Services maintained price pressure in January

Annual price growth in this segment stood at 12%, in line with December. On a monthly basis, the segment rose by 1.1% m/m, also comparable to January 2025. Overall, services segment have not slowed in terms of price growth and even accelerated compared to October–December 2025. This likely also reflects the impact of the tax reform. We note faster price growth in preschool education, insurance, and subscription fees for tariff plans. At the same time, price growth for utilities slowed, largely due to heating, housing maintenance costs, and electricity, which rose much less than last year

Inflation among trading partners shows a recovery in price pressure

Import-weighted inflation in key trading partner countries increased after a local low in December. The aggregate indicator for Russia, China, and the EU rose from 2.19% to 2.31%. The main driver was a sharp acceleration of inflation in Russia from 5.6% to 6.45% as of February 2. Since the beginning of the year, prices rose most sharply for several types of vegetables (cucumbers, tomatoes, potatoes, carrots, and beets). Cucumber prices jumped by 43%, tomatoes by 21%, and other vegetables by 8–12%. Prices for transportation services and leisure also added inflationary pressure in Russia. In the euro area, annual inflation continued to slow to 1.7% after reaching the ECB’s 2% target in December. Inflation data for China have not yet been released, but a slight slowdown from 0.8% to 0.5% is expected

In January, FX-related inflationary pressure continued to ease, reaching a yearly low

Import-weighted annual appreciation of the four major currencies (USD, EUR, RUB, CNY) against the tenge stood at 8.7% y/y, down from 10.2% y/y in December 2025. On a monthly basis, the tenge strengthened by 0.3% m/m against the currency basket. The ruble continues to account for most of the annual depreciation in the basket, with the average January RUBKZT rate up 26% y/y. In January, the ruble’s contribution to the currency basket increased to 87% amid a 3.2% y/y decline in USDKZT

The FAO Food Price Index continued to decline in January

On average, global food prices fell by 0.6% y/y in January. Month over month, the FAO index declined by 0.4% m/m, largely due to dairy products (-5% m/m) and sugar (-1% m/m). At the same time, prices for oils and fats increased by 2.1% m/m. On an annual basis, the sharpest declines were recorded for sugar (-19%) and dairy products (-15%). Grain prices also fell by 3.9% y/y, while global meat prices rose by 6.1% y/y in January.

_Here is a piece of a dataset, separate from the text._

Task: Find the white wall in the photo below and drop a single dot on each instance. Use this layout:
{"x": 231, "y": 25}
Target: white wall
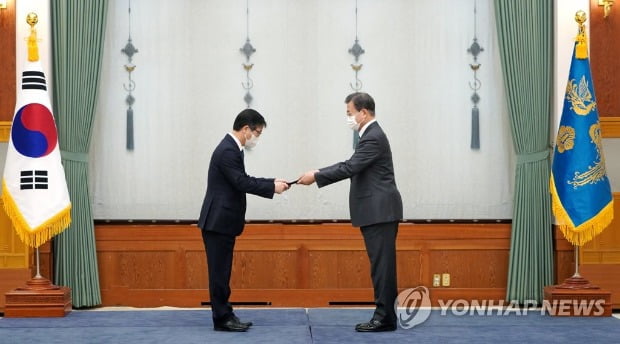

Our updated forecast for annual inflation by end-2026 was revised down from 10.1% to 10.0%

Unexpectedly weak food price growth contributed to the downward revision. However, rising vegetable prices in Russia could put pressure on prices in Kazakhstan, as seen in early 2025. The key difference this time is the stability of the ruble, which began to weaken in early February. We also note a further slowdown in weekly prices for socially significant food items. At the same time, the main question for a more pronounced disinflation remains the future dynamics of non-food prices and paid services. We adjusted the forecast to reflect actual January growth rates, while continuing to monitor the residual effects of the tax reform and the planned removal of price freezes.